Han sido dos semanas de viaje por España: Hemos visitado Madrid, Oviedo, Gijón, Bilbao, Barcelona, Lérida y vuelto a Madrid. Han sido dos semanas de convivencia continúa y de descubrirles un poco más. Han sido catorce días de preguntas curiosas, hechos anecdóticos, sorpresas y descubrimientos. Escribo algunos ejemplos de lo que me viene a la cabeza:

¿Por qué son tan grandes los perros en España?¿Por qué todo el mundo juega con ellos, les silba y acaricia? Es difícil de entender cuando estás acostumbrado a ver chuchos de poca altura y menor peso al que todo el mundo tira piedras.

¿Por qué tienen un pájaro disecado en la habitación? He de reconocer mi total incapacidad para explicar que alguien quisiese tener un pájaro muerto consigo.

¿Es que la gente no para de comer? Acostumbrados como están a que comer no sea más que una necesidad vital, les sorprende ver tanta y tanta comida tan a menudo. Su frase favorita: estoy lleno.

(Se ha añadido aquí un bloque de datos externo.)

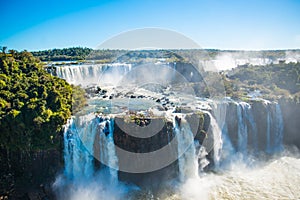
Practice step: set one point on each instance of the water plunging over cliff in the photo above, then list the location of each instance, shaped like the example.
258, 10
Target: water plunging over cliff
86, 74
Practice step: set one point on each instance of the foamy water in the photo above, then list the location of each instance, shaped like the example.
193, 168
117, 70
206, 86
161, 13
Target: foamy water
276, 179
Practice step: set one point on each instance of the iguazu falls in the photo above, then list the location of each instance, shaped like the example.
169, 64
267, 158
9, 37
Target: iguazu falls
152, 138
150, 100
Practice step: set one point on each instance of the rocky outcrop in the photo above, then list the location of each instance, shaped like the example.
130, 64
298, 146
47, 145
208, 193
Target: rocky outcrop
291, 116
28, 175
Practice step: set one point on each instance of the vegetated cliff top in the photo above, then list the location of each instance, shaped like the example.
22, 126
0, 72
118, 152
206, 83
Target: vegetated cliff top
271, 81
33, 104
107, 55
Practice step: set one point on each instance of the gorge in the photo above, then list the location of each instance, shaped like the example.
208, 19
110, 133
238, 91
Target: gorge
192, 139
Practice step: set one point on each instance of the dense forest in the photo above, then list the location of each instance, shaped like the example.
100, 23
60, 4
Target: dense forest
105, 55
33, 104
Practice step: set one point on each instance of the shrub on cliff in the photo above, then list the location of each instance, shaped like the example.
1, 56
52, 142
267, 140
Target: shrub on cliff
33, 104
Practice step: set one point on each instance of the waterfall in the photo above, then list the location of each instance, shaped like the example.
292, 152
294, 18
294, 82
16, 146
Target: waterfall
242, 128
107, 148
92, 74
214, 141
187, 159
278, 128
274, 129
78, 156
79, 140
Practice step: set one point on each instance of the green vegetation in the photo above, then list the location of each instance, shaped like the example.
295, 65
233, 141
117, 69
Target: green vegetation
74, 53
33, 104
274, 81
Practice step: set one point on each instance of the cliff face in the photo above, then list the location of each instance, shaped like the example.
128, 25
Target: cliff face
28, 175
126, 138
291, 118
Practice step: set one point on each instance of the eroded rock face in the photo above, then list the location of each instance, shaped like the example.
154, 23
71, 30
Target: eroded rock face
129, 136
291, 118
29, 175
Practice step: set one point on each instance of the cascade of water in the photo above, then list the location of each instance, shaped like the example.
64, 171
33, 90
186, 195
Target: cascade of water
250, 118
187, 159
214, 140
242, 128
79, 138
107, 148
91, 74
278, 129
78, 158
274, 127
268, 133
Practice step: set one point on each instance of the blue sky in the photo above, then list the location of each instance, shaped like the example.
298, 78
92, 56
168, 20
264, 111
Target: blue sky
221, 24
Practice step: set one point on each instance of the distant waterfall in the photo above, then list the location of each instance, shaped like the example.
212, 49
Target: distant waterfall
93, 74
107, 148
79, 141
274, 129
214, 141
242, 113
187, 160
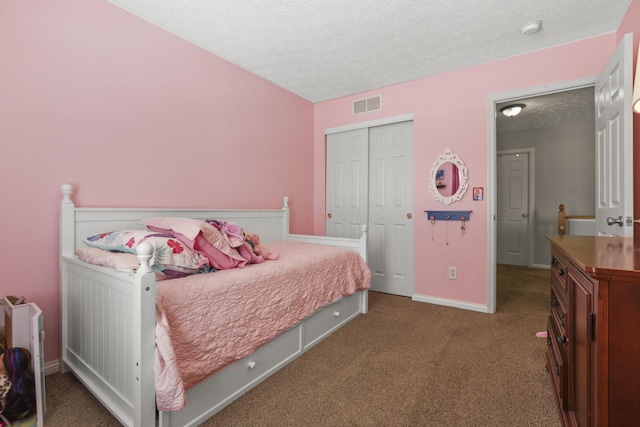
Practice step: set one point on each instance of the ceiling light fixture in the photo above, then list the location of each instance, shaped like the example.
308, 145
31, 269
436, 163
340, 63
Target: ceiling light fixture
512, 110
531, 28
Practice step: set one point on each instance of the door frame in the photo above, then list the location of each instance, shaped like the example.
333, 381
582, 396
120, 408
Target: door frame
532, 162
492, 201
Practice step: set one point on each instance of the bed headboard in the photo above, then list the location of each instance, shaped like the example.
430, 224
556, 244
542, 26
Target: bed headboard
78, 223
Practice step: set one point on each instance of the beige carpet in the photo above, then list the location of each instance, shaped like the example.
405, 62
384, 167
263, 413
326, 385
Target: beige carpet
404, 363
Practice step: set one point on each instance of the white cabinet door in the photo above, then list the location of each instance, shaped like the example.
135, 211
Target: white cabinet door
370, 181
347, 183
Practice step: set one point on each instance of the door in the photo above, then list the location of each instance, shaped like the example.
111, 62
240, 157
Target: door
347, 183
390, 245
614, 144
513, 208
370, 181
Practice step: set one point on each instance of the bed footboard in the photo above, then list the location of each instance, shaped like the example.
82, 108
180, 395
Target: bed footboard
104, 339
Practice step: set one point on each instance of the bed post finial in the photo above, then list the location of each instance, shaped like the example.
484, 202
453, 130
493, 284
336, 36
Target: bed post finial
66, 190
144, 252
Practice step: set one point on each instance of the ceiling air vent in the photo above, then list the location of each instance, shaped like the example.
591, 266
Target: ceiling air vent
361, 106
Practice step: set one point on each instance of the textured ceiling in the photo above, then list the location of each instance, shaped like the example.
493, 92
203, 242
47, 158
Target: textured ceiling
325, 49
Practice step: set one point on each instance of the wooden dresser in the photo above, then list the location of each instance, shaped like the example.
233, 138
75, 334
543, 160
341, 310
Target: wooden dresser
593, 353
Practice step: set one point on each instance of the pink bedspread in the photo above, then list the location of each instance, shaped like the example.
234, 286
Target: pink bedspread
207, 321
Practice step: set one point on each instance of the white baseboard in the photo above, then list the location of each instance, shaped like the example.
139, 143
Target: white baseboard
450, 303
52, 367
543, 266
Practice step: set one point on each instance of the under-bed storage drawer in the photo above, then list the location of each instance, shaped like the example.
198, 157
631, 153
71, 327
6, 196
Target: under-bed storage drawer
330, 318
230, 382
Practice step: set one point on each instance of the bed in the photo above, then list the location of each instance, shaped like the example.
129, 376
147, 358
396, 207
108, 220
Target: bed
113, 321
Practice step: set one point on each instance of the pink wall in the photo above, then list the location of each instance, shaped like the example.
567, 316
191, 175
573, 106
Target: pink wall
451, 111
131, 115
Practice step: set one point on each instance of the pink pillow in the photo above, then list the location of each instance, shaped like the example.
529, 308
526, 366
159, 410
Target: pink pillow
199, 236
119, 260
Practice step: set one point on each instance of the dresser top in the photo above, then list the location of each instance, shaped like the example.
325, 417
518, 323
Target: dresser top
600, 255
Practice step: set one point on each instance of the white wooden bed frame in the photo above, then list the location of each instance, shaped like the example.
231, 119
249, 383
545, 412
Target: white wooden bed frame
108, 317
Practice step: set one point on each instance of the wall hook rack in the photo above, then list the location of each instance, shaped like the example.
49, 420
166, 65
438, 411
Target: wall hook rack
448, 215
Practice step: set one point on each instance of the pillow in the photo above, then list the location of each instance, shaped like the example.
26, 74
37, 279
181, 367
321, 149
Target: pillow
118, 260
171, 257
199, 236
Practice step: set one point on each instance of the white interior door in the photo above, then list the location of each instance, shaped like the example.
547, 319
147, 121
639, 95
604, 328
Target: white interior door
614, 144
513, 208
347, 183
390, 246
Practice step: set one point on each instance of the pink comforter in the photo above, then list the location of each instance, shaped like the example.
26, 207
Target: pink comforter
207, 321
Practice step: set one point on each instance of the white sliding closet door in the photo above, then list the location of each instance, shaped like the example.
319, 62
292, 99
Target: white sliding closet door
387, 188
347, 183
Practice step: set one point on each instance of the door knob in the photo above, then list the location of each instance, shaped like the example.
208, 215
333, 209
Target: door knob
612, 221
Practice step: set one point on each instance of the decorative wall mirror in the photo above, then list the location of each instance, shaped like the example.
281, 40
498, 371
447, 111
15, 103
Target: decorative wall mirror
448, 181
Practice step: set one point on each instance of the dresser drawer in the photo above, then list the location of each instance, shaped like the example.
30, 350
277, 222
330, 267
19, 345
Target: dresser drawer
558, 311
557, 366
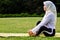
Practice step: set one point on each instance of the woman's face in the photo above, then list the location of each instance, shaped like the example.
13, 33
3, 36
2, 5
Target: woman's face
44, 7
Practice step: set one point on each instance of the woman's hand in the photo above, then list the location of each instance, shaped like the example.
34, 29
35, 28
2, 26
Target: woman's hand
31, 33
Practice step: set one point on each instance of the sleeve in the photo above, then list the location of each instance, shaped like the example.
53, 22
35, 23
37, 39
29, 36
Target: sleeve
43, 22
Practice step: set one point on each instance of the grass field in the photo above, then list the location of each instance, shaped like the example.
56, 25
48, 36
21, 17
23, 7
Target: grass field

"Estoy lleno" han soltado siempre antes de atracarse a jamón o de probar algún nuevo alimento. Como los niños pequeños dicen que no les gusta antes de probarlo, ellos dicen que ya no les cabe nada más. Les encanta el jamón, el salchichón, el fuel y el chorizo.

La mayor de la sonrisa iluminó sus caras cuando, por fin, les dieron salsa de soja para acompañar el arroz. Más bien el arroz acompañó la salsa de soja: un bote duró les duró dos comidas a los cuatro niños.

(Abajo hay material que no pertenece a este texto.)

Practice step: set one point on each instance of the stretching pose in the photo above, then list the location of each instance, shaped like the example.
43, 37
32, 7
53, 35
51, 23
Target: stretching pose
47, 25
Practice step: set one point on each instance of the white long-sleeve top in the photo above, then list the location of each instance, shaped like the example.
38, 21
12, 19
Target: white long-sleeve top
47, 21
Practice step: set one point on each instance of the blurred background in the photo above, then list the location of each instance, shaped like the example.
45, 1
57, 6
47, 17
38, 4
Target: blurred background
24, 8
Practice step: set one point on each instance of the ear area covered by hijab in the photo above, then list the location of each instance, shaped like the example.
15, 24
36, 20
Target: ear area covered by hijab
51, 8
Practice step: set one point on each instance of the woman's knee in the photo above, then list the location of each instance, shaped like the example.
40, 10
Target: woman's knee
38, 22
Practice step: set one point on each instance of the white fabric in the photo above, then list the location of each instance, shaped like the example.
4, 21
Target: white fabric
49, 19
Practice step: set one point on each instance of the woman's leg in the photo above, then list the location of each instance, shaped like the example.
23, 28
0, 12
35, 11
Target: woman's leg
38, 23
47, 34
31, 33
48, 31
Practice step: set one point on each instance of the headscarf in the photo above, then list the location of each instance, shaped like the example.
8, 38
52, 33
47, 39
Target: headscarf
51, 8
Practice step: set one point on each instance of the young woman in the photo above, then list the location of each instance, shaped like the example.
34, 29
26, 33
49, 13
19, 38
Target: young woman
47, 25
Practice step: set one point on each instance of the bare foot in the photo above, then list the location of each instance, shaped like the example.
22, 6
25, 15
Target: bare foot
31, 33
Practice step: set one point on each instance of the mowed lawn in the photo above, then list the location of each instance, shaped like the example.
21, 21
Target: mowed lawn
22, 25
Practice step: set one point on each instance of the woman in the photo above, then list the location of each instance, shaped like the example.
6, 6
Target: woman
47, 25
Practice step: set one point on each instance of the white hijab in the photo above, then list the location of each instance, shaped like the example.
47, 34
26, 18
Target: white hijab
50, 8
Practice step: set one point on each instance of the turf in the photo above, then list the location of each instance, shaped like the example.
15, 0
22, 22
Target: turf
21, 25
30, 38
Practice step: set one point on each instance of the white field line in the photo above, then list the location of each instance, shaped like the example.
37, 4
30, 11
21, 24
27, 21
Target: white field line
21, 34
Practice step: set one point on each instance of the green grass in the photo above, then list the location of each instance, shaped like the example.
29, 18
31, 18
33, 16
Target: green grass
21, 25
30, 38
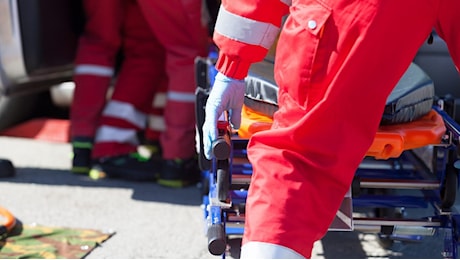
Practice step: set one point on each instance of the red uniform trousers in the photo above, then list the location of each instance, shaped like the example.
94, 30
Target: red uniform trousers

¿Cuántas manzanas pueden llegar a comerse antes de saciarse? Olvídate de las tartas, helados y demás postres y dales manzanas. Se vuelven locos pues es una fruta muy cara allí y las que hay son malas, para ser sinceros.

"¡Estás fumando!" te dicen riéndose al ver que te sale vaho por la boca. No conocen el frío. Estando en Bangkok, y para intentar hacerse una idea, Ratanak me coge la mano y me la coloca sobre un coco, que ha estado en la nevera, y me pregunta si en España hace tanto frío como lo que siento en la mano. De hecho, aunque se estén pelando de frío no te pedirán las chaquetas ya que no están acostumbrados. Al preguntarles si les gusta más Camboya o España te responden que su país es más bonito ya que ahí no hace frío.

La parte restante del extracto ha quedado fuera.